An Integrated View of Language Development
Beschreibung
Petra Burmeister, Thorsten Piske, Andreas Rohde (Eds.)
An Integrated View of Language Development. Papers in Honor of Henning Wode
ISBN 978-3-88476-488-6, ISBN 3-88476-488-8, 510 S., kt., € 40,00 (2002)
Henning Wode was born in Elmshorn, Northern Germany, on 19 February 1937. He studied English and PE in Hamburg and Freiburg from 1957 to 1962. From 1963 to 1964 he worked as an assistant professor at Freiburg University. In 1964, a scholarship from the British Council led him to Edinburgh University, where he studied phonetics.

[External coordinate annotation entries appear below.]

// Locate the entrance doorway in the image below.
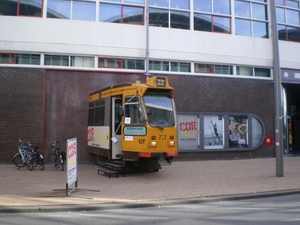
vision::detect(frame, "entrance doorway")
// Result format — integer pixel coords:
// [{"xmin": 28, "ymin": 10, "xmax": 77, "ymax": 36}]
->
[{"xmin": 283, "ymin": 84, "xmax": 300, "ymax": 155}]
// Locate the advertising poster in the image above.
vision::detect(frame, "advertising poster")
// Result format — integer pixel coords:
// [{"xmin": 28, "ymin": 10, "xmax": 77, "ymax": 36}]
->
[
  {"xmin": 67, "ymin": 138, "xmax": 77, "ymax": 185},
  {"xmin": 178, "ymin": 115, "xmax": 199, "ymax": 151}
]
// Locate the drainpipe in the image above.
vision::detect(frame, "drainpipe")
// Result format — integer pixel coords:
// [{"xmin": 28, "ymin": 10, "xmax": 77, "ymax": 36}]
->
[
  {"xmin": 146, "ymin": 0, "xmax": 150, "ymax": 81},
  {"xmin": 269, "ymin": 0, "xmax": 284, "ymax": 177}
]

Back at Freiburg University, he received his doctorate in 1965. Three years later, in 1968, Henning Wode finished his postdoctoral thesis on linguistic aspects of Parkinsonism. The following year he was appointed Professor of English Linguistics at Kiel University, where he has remained since. In the 1980s and 90s several guest professorships brought him to Australia, Canada, Russia, and South Africa. Since the late 1960s, Wode's pronounced research aim has been an integrated theory of language acquisition. "For any profound understanding of man's ability to learn language", he stated in his 1981 classic Learning a Second Language, "it would be necessary to adopt a new approach by integrating what is known about the various types of language acquisition – such as L1, L2, pathological language acquisition, classroom foreign language teaching, etc." Much of his work in the 1970s and early 1980s was based on a large corpus of L2 acquisition data he had gathered during a six-month stay in California with his four then 4- to 9-year-old children. In relating these data to other acquisitional types he was able to identify processes underlying language learning in general. In the late 1980s, Wode set out for two projects that should define the scope of his work to this day: In 1989, along with Ursula Pieper, he conducted an extensive project on early phonological development, funded by the German Science Foundation. At about the same time, in the wake of European integration, he became fascinated with the idea of supporting immersion programs to promote multilingualism. In the Kiel Project on Immersion and Bilingual Education, Henning Wode put his insights into language acquisition to bilingual classroom practice and along with a research team of students and collaborators, he not only gathered and evaluated a wealth of data from bilingual programs in secondary schools, but also in preschools and elementary schools. This volume in honor of Henning Wode's 65th birthday collects contributions from internationally renowned scholars as well as his students.